When he reached the third floor, he turned right and dashed down the hallway toward his apartment, 3F. He fumbled around in his pocket for the keys. It always happened like this, he had time to reflect. In horror movies, whenever the zombie or vampire was swiftly approaching, there was always a frenzied attempt to locate the right key, to get the car hotwired in time. He finally found the right one and unlocked the door. The air inside was startlingly cool against his sweat-soaked skin. He slammed the door shut, making sure to lock both the bolt lock as well as the padlock, and staggered back a few steps, exhausted, terrified. From outside, he could hear the padded thumping of the burly man's socked feet against the carpet, swiftly approaching.

Suddenly there was a loud banging on the door.

"Open the goddamn door!" the burly man screamed. "I know you got fucking diddle movies in there!"

"Leave me alone, you crazy fuck, or I'm calling the cops!" Greg had never before felt that his voice sounded so feminine, so desperate, as it surely did right now.

The banging continued.

Greg staggered toward the couch, and, not knowing what else to do, sat down. His phone lay where he had left it fifteen or so minutes before, although it felt like it had been much longer. He ran his hands through his hair, gripping it hard in stress and frustration. The banging grew in intensity. Greg leaned down, his head near his knees, and clutched the back of his head. He could feel tears welling up in his eyes.

Suddenly, he heard another voice from outside his apartment, and the banging abruptly ceased.

"What the fuck is going on out here?" the voice asked. It was a male voice, but with a slightly lilting, yet firm, tone. "It's after four in the morning. People are trying to sleep. Do you mind telling me what the hell you're out here doing — in a trenchcoat and a pair of swim trunks, no less — banging around, running down the hall?"

"You know what I think?" the burly man said. "I think you should just go back inside and mind your own goddamn business, that's what I think."

"Well, when you stand outside my apartment in the middle of the night screaming like a loon and pounding on people's doors, that kind of makes it my business, doesn't it?"

"Fuck you, you little — "

There was an audible click. Greg had seen enough Tarantino movies to know what that was.

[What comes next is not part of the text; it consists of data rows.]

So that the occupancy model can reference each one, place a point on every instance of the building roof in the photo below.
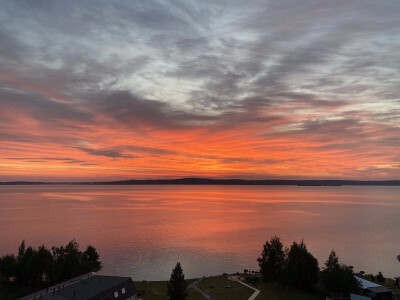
(81, 288)
(358, 297)
(365, 283)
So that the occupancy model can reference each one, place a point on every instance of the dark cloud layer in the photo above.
(315, 71)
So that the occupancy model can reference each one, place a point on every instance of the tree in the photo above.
(90, 260)
(272, 260)
(301, 267)
(34, 269)
(177, 285)
(7, 268)
(337, 279)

"Now how about I tell you what I think?" the softer voice said. "I think you should turn around right the fuck now, and walk your flasher-looking ass right on out of here, and if I ever see your ugly bearded mug in here again, I'll tell you what, I'm gonna blow your fucking balls off, you understand me?"

There was silence for a moment, and then the padded thumping of the burly man's socks as he walked back down the hall.

Greg got up and went to the door. He disengaged both locks and slowly opened the door to reveal a slightly-built, black-haired man, probably in his early thirties, standing in front of the door to 3E, directly across the hall from Greg's own. He had a thin goatee and was wearing a tight-fitting t-shirt and jeans. He had tattoos — dragons, stylized fish — running up both his arms. In his left hand he held a Browning, and was emptying the magazine into his right. When he saw Greg he gave him a cheery grin.

"Oh hey," he said.

"Hey," Greg replied lamely.

"You know, these things bite like a bitch," the man said, holding up the gun.

"Um... thanks," Greg said.

"Thanks?"

"Well, yeah. I mean, thanks for possibly saving my life just now."

"Don't mention it."

"That was fucking awesome."

The man smiled, and the warmth in his expression was at odds with the gun in his hand. "Yeah, I guess it was kind of awesome, wasn't it?"

"Who are you?" Greg asked. "You are so fucking cool. I have to know who the fuck you are."

"Name's Eric," the man said. "Pleased to meet you."

"Eric," Greg repeated. "What a cool name. Eric. Did you have to practice being that bad-ass, or were you born like that?"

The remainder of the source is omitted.